Chang’s Economics: The User’s Guide is less a guide to economics as it is practiced but more to an economics that should be: A pluralistic study of the economy, not one single approach to analyze everything.
Chang introduces to some of the non-mainstream approaches to economics and shows where they differ from the mainstream by discussing concrete current economic issues (with a slight emphasis on macroeconomics) and how we got there. As such, the Guide is rather a work in economic history and comparative economics. The presentation of relevant statistics on a wide range of countries to provide context is commendable.
Underlying the obvious narrative, an introduction to economics, there seem to be two theses. First, economics is inseparable from politics. Politics provides the institutional context, the rules of the game, economic analysis has to be performed within this frame. Economics, however, provides the reasoning for many political decisions, it “is a political argument.” The two fields cannot be without the other. Second, as a result, all economics is normative. There is no value-free economic analysis. “[T]here are no objective truths in economics that can be established independently of political, and frequently moral, judgements.” Hence, “[e]conomics is not - and can never be - a science.”
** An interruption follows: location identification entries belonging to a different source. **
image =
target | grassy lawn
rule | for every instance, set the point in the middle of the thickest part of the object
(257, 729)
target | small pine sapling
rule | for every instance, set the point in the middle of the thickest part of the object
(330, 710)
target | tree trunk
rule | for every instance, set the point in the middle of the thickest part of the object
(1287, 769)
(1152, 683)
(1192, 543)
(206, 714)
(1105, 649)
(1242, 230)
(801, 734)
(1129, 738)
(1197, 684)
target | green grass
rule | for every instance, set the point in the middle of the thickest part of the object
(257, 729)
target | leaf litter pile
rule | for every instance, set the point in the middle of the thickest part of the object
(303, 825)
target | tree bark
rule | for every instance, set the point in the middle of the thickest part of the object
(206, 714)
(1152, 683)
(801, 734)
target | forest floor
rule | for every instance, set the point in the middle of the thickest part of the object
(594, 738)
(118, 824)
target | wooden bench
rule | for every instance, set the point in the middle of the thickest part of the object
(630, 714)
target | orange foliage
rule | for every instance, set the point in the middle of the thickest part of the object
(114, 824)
While I mostly agree with the first thesis, I do not agree with the second one. Economic analysis (in particular of microeconomic issues) can be purely descriptive, positive. Without some understanding of the causal links, the mechanics of the economy, the decision-making behavior and process a meaningful normative analysis would not be possible. I would also argue, that, e.g., experimental economist are not just going through the motions of the scientific process of knowledge generation, they are scientists: Observing, hypothesis generating, falsifying, and theory building scientist.